By Joyce Huang  /  STAFF REPORTER

The government has introduced a micro-loan program, offering preferential loans of up to NT$1 million -- at three percent interest -- to budding middle-aged entrepreneurs.

"The program will be a cure for the nation's hardest-hit unemployed group, aged between 45 to 65, who are usually the chief wage-earners in the family," Premier Yu Shyi-kun said at a press conference yesterday.

Micro-borrowers who meet the age requirements will also be required to propose business plans that include employing up to five staff members. The feasibility and profitability of the business plans will be carefully reviewed by banks before deciding whether loans will be granted.

According to Minister of Econ-omic Affairs Lin Yi-fu (林義夫), the loan's actual interest rate is 8 percent but the Cabinet-level Council of Labor Affairs (勞委會) will subsidize the loan to make the effective interest rate 3 percent. The maximum term of the loans will be six years.

The ministry expects that within one month there will be at least 100 applicants applying for loans under the program. The scheme will provide technical assistance and training to the new business owners until it wraps up on Jan. 21, 2005.

The government said it will budget a total of NT$200 million from the Small and Medium Business Credit Guarantee Fund (中小企業信保基金) to secure as much as 80 percent of the loans, the fund's president Lee Kuo-shyong (李國雄) said.

With the government acting as the guarantor, banks won't require collateral from borrowers, said Soo Jin-fong (蘇金豐), president of Taiwan Business Bank (中小企銀), although he also expressed concerns about the possibility that the program could result in more bad loans.

However, Rocky Yang (楊基寬), general manager of 104 Job Bank Corp (104人力銀行) said that few middle-aged workers may actually benefit from the program, no matter how well-intentioned it may be.

"Starting up a new business is more difficult for the middle-aged unemployed than landing a job," Yang said.

In a worst-case scenario, Yang said that the loans may later become a financial burden on the unemployed if their businesses fail to generate revenues to pay back debts.

Meanwhile at yesterday's press conference, the premier announced another plan -- to take effect soon after the Lunar New Year holiday -- allowing well performing small- and medium-sized enterprises to be listed on the TAIEX.

"To accelerate their growth, a stable channel will be established for small- and medium-sized enterprises to funnel capital," Yu said.

According to Minister of Finance Lin Chuan (林全), shares of small- and medium-sized enterprises -- which have NT$50 million in net assets and NT$4 million in profits for the previous year -- will be allowed to trade on the stock market.
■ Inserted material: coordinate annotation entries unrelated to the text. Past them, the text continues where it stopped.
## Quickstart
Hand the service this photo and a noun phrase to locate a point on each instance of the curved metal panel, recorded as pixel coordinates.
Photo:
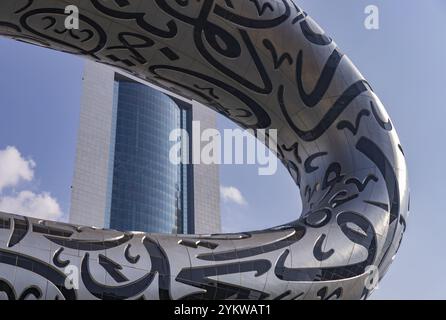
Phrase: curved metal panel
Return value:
(263, 64)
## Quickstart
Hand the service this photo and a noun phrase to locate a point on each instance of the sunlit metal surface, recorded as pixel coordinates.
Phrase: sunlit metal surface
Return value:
(263, 64)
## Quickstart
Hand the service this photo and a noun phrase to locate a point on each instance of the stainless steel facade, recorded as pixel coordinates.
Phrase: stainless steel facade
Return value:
(123, 178)
(263, 67)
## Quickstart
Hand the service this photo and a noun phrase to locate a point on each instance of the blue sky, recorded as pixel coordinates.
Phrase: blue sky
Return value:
(403, 60)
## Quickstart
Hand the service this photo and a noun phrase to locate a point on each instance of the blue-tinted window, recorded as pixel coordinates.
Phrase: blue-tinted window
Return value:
(148, 192)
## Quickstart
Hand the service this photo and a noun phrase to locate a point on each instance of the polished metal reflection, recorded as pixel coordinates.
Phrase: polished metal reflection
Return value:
(263, 64)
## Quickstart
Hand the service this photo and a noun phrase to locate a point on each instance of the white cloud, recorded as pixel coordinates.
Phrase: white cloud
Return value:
(232, 194)
(27, 203)
(14, 168)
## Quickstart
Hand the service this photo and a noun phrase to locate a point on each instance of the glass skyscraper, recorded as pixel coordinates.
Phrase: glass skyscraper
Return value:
(123, 178)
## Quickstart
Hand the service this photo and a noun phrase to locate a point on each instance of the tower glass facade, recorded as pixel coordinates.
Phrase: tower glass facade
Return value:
(123, 178)
(147, 191)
To secure stock liquidity and prevent price manipulation, the government will require to-be-listed companies to circulate at least 10 percent of their stakes -- some 1 million to 1.5 million shares -- on the open market, Lin added.

According to Chien Hsin-nan (簡信男), President of Gre Tai Securities Market (櫃檯買賣中心), the nation' has a total of 1.07 million small- and medium-sized enterprises, of which about 1,200 are already listed companies. That's almost half of the some 2,500 companies that have gone public.

Chen expressed his hope that, following the relaxation of the regulations, at least 200 to 400 companies would soon apply to be listed on the TAIEX.